Under Section 1115(a)(2) of the Act, CMS must determine that a demonstration project is “likely to assist in promoting the objectives of [the Medicaid program].” CMS explains that, in its view, the open formulary requirements under the MDRP apply only to Medicaid state plan coverage of prescription drugs. The agency asserts that, because prescription drug coverage for the demonstration population will not be provided under the state Medicaid plan, but rather under a demonstration, such open formulary requirements of Section 1927 do not apply. At the same time, the agency reasons that a manufacturer that participates in the MDRP still has a rebate obligation for any covered outpatient drugs that are dispensed or administered to the demonstration population.
CMS states that “Section 1115(a)(2) provides that expenditures made under its authority are to be ‘regarded as expenditures under the State plan,’” so “the requirement in section 1927(b) of the Act to pay rebates on drugs ‘for which payment was made under the State plan’ would apply, even though the drugs would not be covered under the state plan, and the beneficiaries would not be regarded as eligible under the state plan” (emphases in original). CMS notes that “expenditures under section 1115(a)(2) of the Act are treated as ‘expenditures under the State plan’ for other purposes as well (e.g., in calculating disproportionate state hospital (DSH) payments.” CMS also advises that states are free to negotiate supplemental rebates with manufacturers in exchange for inclusion of the manufacturers’ drugs on these state formularies, and that states wishing to continue to meet the coverage requirements under the MDRP “would be free to do so.”
CMS advises that under the HAO initiative, states can apply for demonstrations that involve populations not covered under a state Medicaid plan, with a focus on adults under age 65 who qualify for Medicaid on a basis other than disability or need for long-term care services and supports, including individuals in the Medicaid expansion population (i.e., patients who received Medicaid coverage because the state opted to expand Medicaid under the Affordable Care Act). Demonstrations under the initiative “also could be used to extend coverage to populations a state has previously covered in its state plan or under other section 1115 demonstrations, but for which the state has elected to end coverage.” Notwithstanding this language from CMS, the HAO initiative appears likely to reduce the number of Medicaid beneficiaries, as well as the scope of available drugs and other benefits.

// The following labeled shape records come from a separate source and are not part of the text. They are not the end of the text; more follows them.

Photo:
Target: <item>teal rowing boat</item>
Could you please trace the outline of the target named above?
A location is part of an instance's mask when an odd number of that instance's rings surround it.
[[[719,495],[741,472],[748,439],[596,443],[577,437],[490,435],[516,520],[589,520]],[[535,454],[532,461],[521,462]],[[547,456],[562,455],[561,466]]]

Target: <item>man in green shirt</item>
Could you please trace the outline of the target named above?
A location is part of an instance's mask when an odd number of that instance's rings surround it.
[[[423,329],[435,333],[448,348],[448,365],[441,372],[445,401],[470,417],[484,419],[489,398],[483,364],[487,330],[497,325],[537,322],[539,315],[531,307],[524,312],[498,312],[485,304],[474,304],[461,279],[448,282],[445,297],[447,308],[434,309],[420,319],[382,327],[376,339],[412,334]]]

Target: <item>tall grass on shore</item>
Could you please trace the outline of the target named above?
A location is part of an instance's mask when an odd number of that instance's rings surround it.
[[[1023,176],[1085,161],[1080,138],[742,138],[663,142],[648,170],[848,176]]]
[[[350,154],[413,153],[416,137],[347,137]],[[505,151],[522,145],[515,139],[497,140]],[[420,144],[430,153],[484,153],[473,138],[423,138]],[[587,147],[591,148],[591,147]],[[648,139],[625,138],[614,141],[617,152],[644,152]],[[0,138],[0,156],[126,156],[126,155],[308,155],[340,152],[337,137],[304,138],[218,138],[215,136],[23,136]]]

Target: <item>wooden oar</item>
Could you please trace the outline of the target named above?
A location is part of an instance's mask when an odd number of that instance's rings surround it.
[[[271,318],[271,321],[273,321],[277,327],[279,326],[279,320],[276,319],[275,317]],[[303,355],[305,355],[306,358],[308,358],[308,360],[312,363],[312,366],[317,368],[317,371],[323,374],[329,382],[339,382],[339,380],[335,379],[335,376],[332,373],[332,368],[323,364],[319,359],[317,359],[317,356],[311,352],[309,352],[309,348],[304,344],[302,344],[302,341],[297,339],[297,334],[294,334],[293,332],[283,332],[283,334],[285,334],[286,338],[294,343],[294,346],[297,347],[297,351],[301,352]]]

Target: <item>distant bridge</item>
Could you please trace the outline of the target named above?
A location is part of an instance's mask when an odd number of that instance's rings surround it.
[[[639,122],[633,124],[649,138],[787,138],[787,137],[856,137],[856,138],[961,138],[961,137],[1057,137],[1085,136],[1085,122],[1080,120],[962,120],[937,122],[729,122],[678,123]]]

It remains to be seen how states will respond to the initiative and how many demonstrations, including those featuring closed formularies, will be submitted to CMS for approval. Tennessee submitted a Section 1115 waiver to CMS in November 2019 that remains pending and, if approved, would permit the state to establish a closed formulary – seemingly through a formal waiver of the applicability of Section 1927’s requirements. It also is unclear whether CMS’s purported legal basis for suggesting that MDRP rebate obligations would apply will be subject to challenge. An effort by one or more states to move forward in pursuit of a closed formulary in connection with the HAO initiative could have significant implications for manufacturers that participate in the MDRP, as well as for Medicaid beneficiaries and their treating health care providers – and, we expect, will trigger scrutiny.